プロボクシング元IBF世界スーパーフェザー級王者の尾川堅一(35=帝拳)が、右肩手術を乗り越え、約10カ月ぶりの再起戦に臨む。4月1日に東京・後楽園ホールでクライ・セッタポン(36=タイ)との60・0キロ契約体重10回戦を控える。昨年6月の初防衛戦で挑戦者ジョー・コルディナ(英国)に2回KO負けを喫して王座陥落して以来のリングに「もう1回、世界のベルトが欲しい。再起戦になるが、世界前哨戦の気持ちで練習している。次も見据えながら目の前の試合に集中している」とテーマを掲げた。

昨年8月、右肩の可動域を広げるため手術を受けた。18年頃から違和感を覚え、無意識に右肩をかばってきたという。今回の再起を前に神経に触れていた骨を1センチほど削り「手術後、今までで一番痛かった。これは(現役が)終わったと思うぐらいの痛み。良くなる気がしないほどの痛みだった」と当時を振り返る。

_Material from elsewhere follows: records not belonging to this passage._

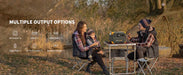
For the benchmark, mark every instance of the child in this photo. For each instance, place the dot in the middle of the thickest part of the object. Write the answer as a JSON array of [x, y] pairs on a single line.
[[90, 40]]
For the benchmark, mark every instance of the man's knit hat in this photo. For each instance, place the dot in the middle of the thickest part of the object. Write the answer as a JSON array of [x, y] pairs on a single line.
[[145, 22]]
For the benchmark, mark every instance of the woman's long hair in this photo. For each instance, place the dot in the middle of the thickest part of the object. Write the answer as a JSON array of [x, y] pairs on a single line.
[[79, 28]]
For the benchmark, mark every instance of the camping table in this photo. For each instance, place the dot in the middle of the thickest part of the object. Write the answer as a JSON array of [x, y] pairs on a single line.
[[126, 47]]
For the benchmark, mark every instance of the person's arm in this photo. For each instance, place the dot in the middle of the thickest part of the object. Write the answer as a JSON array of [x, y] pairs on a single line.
[[80, 44], [134, 39], [89, 42], [149, 41]]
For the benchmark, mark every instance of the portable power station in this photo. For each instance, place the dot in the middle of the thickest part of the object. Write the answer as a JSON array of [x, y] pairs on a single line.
[[117, 37]]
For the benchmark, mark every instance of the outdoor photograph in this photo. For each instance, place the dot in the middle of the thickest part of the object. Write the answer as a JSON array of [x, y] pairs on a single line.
[[91, 37]]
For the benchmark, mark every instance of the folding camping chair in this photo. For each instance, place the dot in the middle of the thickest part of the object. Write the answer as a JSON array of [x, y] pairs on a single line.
[[150, 66], [80, 63]]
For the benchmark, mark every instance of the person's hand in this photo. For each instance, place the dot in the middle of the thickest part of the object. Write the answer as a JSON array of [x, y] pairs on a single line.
[[94, 44], [100, 52]]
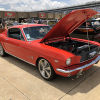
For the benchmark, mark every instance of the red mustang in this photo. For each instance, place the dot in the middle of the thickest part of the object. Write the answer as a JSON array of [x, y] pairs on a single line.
[[52, 50]]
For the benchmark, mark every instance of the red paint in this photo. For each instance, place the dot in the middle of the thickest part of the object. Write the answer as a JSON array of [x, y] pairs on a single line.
[[25, 49]]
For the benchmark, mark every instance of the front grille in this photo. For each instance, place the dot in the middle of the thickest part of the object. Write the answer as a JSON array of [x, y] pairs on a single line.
[[85, 55]]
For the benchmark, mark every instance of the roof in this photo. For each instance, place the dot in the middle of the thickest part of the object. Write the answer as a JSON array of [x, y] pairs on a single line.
[[28, 25]]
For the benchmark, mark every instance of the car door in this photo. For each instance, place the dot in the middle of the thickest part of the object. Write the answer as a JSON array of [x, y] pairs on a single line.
[[15, 43]]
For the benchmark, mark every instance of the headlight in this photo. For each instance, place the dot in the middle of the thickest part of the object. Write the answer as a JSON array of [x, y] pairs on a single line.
[[68, 61]]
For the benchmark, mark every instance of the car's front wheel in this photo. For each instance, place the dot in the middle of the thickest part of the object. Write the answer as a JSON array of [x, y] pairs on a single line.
[[2, 52], [45, 69]]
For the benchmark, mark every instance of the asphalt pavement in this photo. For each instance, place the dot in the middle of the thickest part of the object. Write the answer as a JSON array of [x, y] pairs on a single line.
[[22, 81]]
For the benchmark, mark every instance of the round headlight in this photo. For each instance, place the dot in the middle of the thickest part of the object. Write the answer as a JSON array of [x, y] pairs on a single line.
[[68, 61]]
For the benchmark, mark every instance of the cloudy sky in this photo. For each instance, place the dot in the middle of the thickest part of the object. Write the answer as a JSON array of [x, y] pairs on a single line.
[[34, 5]]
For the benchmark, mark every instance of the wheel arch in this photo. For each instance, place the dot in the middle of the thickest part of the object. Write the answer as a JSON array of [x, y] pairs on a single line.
[[44, 58]]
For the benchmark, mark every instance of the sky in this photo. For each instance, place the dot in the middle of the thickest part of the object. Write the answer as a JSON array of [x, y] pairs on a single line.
[[37, 5]]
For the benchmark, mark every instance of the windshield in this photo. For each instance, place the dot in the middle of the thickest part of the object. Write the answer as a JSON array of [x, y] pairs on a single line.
[[37, 32]]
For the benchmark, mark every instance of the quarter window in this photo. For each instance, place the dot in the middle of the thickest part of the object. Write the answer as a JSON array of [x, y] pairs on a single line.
[[15, 33]]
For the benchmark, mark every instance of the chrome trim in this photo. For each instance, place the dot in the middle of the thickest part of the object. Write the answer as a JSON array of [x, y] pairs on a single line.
[[79, 68], [21, 59]]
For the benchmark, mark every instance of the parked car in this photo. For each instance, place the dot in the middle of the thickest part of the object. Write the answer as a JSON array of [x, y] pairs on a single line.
[[52, 50], [12, 24]]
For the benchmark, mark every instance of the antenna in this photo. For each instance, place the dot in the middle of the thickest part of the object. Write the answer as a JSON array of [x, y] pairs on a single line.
[[87, 31]]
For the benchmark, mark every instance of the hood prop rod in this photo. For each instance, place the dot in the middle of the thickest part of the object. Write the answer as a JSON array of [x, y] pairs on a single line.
[[87, 31]]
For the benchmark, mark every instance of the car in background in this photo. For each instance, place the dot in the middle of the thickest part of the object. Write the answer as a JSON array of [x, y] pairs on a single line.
[[12, 24], [53, 51]]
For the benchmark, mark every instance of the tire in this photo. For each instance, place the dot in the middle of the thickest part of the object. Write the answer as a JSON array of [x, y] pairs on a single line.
[[2, 52], [45, 69]]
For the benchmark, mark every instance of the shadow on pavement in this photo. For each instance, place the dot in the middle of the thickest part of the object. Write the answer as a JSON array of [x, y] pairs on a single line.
[[62, 83]]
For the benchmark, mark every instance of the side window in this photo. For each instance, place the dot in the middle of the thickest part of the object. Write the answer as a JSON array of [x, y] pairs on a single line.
[[15, 33]]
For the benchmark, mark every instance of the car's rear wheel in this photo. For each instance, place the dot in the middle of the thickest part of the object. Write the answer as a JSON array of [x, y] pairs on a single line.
[[45, 69], [2, 52]]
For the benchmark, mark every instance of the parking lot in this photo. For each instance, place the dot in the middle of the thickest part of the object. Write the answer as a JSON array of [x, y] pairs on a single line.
[[22, 81]]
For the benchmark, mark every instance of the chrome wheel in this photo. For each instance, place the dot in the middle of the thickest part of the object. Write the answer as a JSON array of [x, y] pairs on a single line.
[[44, 68], [1, 50]]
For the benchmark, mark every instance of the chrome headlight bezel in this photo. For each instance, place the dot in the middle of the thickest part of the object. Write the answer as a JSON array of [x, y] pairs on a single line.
[[68, 61]]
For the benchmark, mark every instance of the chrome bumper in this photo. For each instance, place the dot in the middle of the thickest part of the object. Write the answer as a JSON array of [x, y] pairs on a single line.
[[79, 68]]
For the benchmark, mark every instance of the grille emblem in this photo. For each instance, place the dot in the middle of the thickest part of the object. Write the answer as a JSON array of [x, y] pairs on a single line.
[[92, 54]]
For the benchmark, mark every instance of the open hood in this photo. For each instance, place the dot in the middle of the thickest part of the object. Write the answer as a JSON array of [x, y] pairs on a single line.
[[69, 23]]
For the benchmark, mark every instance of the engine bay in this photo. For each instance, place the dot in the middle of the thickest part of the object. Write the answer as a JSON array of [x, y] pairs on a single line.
[[72, 46]]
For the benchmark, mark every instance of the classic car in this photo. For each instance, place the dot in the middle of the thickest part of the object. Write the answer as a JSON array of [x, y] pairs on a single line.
[[53, 51]]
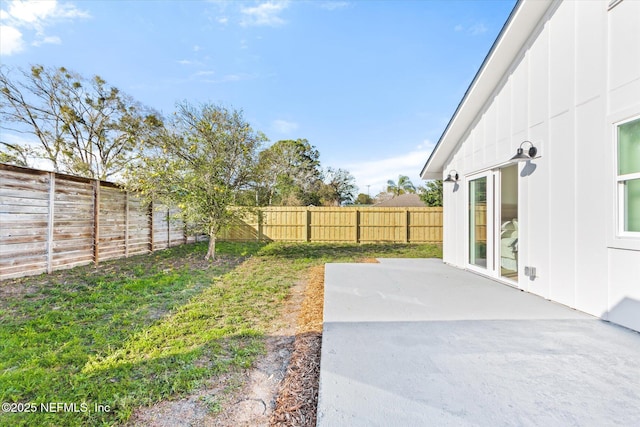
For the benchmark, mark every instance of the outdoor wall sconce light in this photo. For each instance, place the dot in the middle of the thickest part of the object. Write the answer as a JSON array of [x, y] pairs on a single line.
[[520, 154], [450, 177]]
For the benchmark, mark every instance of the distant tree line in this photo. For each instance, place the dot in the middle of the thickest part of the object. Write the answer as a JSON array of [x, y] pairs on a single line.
[[205, 159], [430, 194]]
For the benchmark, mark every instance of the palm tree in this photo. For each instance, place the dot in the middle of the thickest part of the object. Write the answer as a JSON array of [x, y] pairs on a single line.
[[404, 185]]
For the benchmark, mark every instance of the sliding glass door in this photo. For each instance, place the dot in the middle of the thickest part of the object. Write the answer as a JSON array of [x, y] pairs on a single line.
[[493, 223], [509, 225], [478, 221]]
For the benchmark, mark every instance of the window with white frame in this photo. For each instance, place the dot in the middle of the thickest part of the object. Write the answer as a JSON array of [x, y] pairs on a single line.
[[628, 177]]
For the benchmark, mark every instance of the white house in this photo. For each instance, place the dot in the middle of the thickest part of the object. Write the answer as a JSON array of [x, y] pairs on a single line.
[[564, 222]]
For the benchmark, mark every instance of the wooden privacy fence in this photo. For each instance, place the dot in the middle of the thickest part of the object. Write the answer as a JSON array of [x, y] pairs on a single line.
[[50, 221], [340, 224]]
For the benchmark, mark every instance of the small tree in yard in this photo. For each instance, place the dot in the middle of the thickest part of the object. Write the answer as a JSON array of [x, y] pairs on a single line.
[[200, 166]]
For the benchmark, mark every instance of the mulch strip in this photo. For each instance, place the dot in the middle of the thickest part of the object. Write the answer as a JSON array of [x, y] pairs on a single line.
[[297, 402]]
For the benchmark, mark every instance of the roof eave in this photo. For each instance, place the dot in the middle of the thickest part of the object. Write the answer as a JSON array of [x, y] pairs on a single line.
[[522, 21]]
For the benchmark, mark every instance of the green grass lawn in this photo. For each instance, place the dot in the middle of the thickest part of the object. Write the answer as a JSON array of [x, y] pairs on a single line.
[[135, 331]]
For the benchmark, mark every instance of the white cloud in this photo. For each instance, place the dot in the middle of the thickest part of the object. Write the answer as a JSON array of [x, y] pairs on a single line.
[[28, 20], [265, 14], [284, 126], [47, 40], [375, 173], [10, 40], [334, 5]]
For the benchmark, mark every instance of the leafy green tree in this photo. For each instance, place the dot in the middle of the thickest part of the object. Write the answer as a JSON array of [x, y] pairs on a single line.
[[289, 173], [83, 126], [201, 166], [404, 185], [431, 194], [339, 187]]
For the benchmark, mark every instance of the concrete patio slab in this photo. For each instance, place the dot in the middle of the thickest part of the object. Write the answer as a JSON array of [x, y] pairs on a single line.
[[416, 342]]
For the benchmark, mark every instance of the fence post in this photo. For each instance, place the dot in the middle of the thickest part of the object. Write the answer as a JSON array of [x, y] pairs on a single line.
[[96, 221], [52, 199], [406, 225], [168, 228], [126, 224], [307, 224], [259, 219]]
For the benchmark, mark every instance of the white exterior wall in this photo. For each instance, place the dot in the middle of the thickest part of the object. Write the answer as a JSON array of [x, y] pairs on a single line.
[[578, 74]]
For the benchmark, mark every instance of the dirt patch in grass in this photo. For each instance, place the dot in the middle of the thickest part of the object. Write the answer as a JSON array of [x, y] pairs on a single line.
[[281, 389], [298, 399]]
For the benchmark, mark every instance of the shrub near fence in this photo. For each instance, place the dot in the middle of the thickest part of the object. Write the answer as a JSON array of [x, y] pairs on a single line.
[[340, 224], [50, 221]]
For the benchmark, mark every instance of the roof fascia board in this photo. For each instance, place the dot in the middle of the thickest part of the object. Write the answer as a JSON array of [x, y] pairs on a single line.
[[522, 22]]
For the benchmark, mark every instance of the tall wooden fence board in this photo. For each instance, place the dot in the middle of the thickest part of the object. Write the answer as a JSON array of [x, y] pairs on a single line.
[[340, 224], [50, 221]]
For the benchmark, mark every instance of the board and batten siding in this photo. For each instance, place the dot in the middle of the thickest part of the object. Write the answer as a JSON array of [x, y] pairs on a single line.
[[577, 75]]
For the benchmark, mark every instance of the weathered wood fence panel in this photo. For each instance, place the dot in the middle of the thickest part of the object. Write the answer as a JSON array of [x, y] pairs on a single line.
[[50, 221]]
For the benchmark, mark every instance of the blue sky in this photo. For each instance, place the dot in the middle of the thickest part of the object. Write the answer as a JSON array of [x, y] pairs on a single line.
[[372, 84]]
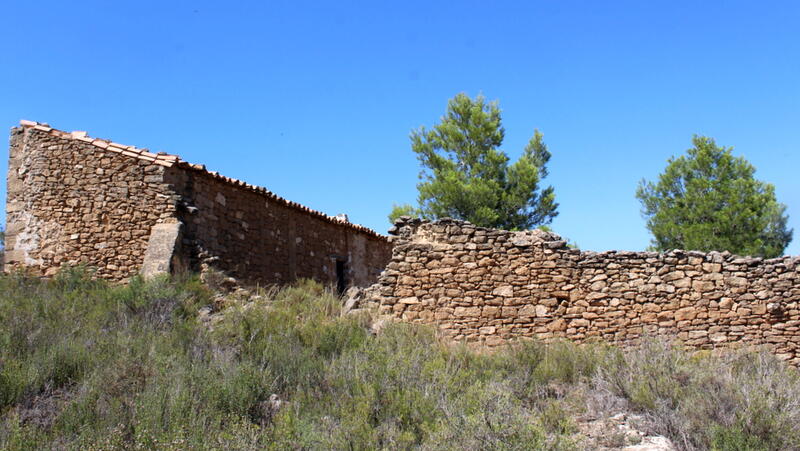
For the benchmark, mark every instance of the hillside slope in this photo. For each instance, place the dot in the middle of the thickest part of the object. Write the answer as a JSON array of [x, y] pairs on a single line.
[[170, 364]]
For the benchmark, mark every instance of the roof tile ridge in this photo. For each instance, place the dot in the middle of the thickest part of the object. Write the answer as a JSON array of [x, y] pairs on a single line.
[[165, 159]]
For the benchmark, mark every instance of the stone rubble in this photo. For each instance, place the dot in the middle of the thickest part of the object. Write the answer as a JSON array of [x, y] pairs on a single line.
[[489, 286]]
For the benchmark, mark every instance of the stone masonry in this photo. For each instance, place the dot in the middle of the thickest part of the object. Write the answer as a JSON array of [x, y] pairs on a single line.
[[73, 199], [491, 286]]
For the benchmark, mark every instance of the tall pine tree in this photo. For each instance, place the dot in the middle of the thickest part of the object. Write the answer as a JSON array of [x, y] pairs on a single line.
[[710, 200], [466, 176]]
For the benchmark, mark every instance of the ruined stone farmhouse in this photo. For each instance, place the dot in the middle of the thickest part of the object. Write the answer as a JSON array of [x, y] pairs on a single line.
[[73, 199], [491, 287]]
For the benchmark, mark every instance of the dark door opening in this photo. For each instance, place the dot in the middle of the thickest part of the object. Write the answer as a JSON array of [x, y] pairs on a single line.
[[341, 276]]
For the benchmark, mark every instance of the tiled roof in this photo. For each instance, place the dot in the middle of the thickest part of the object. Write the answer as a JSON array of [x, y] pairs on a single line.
[[168, 160]]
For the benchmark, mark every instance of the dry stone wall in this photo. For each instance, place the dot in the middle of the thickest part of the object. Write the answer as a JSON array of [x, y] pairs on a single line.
[[70, 202], [73, 199], [251, 236], [492, 286]]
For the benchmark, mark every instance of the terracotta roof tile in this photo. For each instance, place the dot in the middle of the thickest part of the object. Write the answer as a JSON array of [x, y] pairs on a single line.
[[168, 160]]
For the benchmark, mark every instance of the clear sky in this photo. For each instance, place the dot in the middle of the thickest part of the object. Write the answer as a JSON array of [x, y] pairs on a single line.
[[315, 100]]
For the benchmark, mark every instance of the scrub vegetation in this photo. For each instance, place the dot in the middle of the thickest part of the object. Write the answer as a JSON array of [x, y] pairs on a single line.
[[89, 365]]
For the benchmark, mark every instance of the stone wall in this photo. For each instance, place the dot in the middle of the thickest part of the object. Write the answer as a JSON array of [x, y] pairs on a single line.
[[71, 202], [491, 286], [255, 236], [123, 210]]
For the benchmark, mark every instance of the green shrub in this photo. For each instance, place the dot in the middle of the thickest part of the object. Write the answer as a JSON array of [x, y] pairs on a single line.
[[89, 365]]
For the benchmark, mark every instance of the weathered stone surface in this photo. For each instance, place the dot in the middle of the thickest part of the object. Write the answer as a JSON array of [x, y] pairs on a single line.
[[162, 255], [74, 200], [534, 286]]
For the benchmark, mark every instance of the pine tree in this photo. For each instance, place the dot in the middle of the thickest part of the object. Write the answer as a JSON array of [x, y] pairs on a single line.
[[709, 200], [466, 176]]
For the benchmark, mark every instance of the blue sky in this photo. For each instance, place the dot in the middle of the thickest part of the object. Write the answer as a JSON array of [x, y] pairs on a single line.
[[315, 100]]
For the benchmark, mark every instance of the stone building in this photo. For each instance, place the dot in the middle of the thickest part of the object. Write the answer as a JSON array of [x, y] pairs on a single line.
[[73, 199], [490, 286]]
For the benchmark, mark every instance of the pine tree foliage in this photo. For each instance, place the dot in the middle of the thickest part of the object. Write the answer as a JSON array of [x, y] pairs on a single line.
[[466, 176], [709, 200]]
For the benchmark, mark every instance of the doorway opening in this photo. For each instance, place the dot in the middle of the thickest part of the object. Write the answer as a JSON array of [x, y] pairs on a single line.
[[341, 276]]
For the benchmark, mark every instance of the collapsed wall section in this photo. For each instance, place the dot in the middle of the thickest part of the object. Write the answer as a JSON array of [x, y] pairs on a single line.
[[71, 202], [492, 286]]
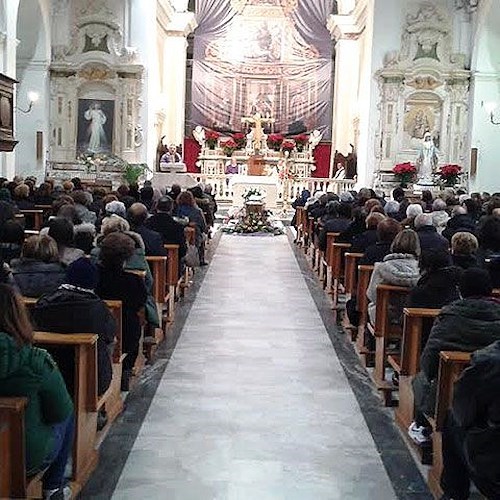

全治3カ月と言われながら術後2カ月となる10月からジムワークを再開。徐々に右肩の痛みが消え、12月には全力での右腕のトレーニングも可能になった。21年11月、米ニューヨークで臨んだアジンガ・フジレ(南アフリカ)とのIBF世界同級王座決定戦でも全力の右でなかったと明かし、「右肩をかばったパンチで世界が取れた。手術前を100%とすれば、今は500%ぐらいのパンチ力になっている自信がある」と自信の笑みを浮かべた。

国内リングも20年10月以来、約2年6カ月ぶりとなる。「世界タイトルを日本でみせられなかったのは残念ですけど」と前置きしつつ、「久しぶりの日本なので倒したい。右を思い切り打てる喜びがあるので、思い切り打ちたい。右の怖さを相手に覚えさせていくことが大事。自然と右で倒せる展開になると思う。再び世界に旅立てる試合にしたい」と力を込めた

2月1日に35歳を迎え「現役はあと1~2年と長くない。このまま突っ走って年内にもう1度、世界を取りたい。まだまだ行けるところをみせたい」と全開の「右」で進化した姿をみせる構えだ。